La pandémie a coupé l'herbe sous les pieds de la structure décrite. Il s'est avéré qu'en cas de force majeure la mondialisation pouvait, en fait, être débranchée.
Qu'il était possible aussi de fermer toutes les frontières en stoppant la majeure partie des déplacements, que l'économie mondiale pouvait s'arrêter en un instant, qu'il était même possible d'annuler les valeurs et les principes déclarés comme des axiomes. Et que les choses à condamner (le protectionnisme, l'égoïsme, l'aspiration à échapper à l'interdépendance) étaient un comportement rationnel.
La pandémie a fait sortir la vie de son sillon plus brutalement que ne le faisaient les guerres mondiales. Les espoirs qu'elle joue le rôle d'une telle guerre en réduisant à néant les contradictions ne se réalisent pas. L'intensité des conflits ne fait que grandir. Mais il existe un facteur majeur. Pour la première fois depuis longtemps l'évolution de la situation dépendra des décisions qui seront prises par des gouvernements concrets et même par certaines personnes. Jusqu'à présent ils ne faisaient que suivre le mouvement en se rassurant par la fameuse irremplaçabilité et irréversibilité.
La fermeture fut brutale. Au fond, personne n'avait d'autre méthode – il est impossible de se protéger contre la propagation d'une infection autrement qu'en s'isolant (à noter que pratiquement tout le monde a suivi la voie sur laquelle s'était engagée la Chine, qui était la première confrontée au virus, chacun à la hauteur de ses capacités, mais en s'orientant clairement à Pékin).

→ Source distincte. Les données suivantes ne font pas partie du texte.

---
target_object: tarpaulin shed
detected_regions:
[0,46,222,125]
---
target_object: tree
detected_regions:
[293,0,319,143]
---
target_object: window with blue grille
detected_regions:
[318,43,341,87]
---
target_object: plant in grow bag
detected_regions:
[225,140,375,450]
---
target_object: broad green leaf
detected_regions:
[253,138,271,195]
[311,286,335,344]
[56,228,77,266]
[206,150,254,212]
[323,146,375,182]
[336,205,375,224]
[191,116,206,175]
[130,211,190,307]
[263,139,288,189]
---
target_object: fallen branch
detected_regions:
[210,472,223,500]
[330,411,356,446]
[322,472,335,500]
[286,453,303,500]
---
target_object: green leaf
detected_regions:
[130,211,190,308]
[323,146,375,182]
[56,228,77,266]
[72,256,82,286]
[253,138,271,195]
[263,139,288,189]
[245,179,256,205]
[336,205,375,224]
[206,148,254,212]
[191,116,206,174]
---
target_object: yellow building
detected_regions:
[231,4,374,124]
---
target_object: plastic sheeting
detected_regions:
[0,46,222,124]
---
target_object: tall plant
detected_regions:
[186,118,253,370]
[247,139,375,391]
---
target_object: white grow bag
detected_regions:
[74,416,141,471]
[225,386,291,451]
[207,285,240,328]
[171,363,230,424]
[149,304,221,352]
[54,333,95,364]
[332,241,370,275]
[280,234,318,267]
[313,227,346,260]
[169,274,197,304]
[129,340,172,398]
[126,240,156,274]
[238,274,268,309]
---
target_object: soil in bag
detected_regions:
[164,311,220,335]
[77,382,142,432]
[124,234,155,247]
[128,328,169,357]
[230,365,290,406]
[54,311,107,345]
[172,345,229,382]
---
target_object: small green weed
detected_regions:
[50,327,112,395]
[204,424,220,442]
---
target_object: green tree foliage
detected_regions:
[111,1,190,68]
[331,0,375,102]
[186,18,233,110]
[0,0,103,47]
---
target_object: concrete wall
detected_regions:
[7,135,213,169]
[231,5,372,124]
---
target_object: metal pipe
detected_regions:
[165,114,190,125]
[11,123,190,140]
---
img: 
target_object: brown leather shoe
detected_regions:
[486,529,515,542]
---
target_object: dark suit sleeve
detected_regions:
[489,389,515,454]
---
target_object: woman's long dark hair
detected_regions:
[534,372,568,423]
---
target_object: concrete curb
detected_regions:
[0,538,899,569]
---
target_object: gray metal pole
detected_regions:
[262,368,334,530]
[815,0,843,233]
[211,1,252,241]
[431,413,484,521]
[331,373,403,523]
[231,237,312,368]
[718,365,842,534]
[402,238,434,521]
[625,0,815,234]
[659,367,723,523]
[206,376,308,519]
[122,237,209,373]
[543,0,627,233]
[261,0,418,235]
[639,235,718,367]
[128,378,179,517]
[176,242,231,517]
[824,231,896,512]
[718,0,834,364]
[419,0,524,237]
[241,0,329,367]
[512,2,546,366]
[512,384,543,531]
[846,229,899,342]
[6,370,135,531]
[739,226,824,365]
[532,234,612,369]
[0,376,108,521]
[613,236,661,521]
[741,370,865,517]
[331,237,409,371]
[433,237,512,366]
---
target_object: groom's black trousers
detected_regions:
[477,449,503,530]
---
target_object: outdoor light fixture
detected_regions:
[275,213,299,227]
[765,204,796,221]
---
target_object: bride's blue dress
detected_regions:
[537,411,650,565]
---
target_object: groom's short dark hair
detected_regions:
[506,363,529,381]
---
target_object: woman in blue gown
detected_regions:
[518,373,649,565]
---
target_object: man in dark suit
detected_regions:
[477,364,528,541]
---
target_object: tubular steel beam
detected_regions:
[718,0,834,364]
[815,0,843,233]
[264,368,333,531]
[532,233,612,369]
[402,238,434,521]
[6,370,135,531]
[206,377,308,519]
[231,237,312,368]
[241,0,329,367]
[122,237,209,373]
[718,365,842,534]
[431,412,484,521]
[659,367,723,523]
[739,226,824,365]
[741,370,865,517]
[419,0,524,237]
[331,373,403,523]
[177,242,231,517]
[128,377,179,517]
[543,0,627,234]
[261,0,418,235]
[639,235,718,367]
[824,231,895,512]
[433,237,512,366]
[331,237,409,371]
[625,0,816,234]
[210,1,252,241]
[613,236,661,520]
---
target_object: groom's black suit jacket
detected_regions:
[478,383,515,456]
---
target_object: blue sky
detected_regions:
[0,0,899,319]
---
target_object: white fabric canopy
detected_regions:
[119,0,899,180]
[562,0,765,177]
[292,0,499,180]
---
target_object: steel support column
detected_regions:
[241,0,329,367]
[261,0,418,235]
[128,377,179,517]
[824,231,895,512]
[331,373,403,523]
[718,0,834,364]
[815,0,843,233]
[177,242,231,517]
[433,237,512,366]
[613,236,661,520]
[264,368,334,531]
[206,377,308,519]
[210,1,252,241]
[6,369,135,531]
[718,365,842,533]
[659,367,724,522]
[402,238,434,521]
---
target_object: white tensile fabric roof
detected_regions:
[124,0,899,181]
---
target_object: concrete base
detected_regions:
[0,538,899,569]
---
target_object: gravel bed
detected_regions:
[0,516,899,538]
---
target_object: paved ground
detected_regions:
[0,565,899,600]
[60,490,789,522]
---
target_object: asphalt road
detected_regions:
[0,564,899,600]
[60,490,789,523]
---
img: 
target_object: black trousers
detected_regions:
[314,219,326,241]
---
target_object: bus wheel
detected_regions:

Faut-il s'ouvrir de nouveau, quand, comment le faire et dans quelle mesure? C'est là que les différentes options s'ouvrent. Premièrement, les décisions ne seront pas synchronisées: chaque capitale attendra le bon moment en fonction de ses propres fins, qui sont non seulement épidémiologiques, mais aussi et surtout politiques et économiques. Deuxièmement, les différents pays peuvent prendre des décisions différentes.
L'érosion de l'universalisme des normes et des règles n'a pas commencé en 2020, mais bien plus tôt. Mais la pandémie a tiré un trait sur l'idée qu'il était utile pour tout le monde d'agir de concert, parce que cela permet de régler tous les problèmes. L'infection a rappelé qu'en cas de crise grave affectant la vie, la santé et la sécurité physique des gens, chaque Etat est responsable de lui-même et de ses propres citoyens. Et il peut compter non pas sur des institutions internationales, sur la coopération interétatique ou sur la société civile, mais uniquement sur ses propres capacités.
Le moment de la décision, d'un choix, c'est un grand pas en avant. Et la fin de plus de trente ans d'une époque de prédétermination illusoire. Celle qui en pleines révolutions pacifiques en Europe de l'Est en 1989 était prétentieusement qualifiée de "fin de l'histoire". C'est les acteurs de ce drame qui prédétermineront ce qui arrivera ensuite. Et ils n'ont personne pour rejeter la responsabilité.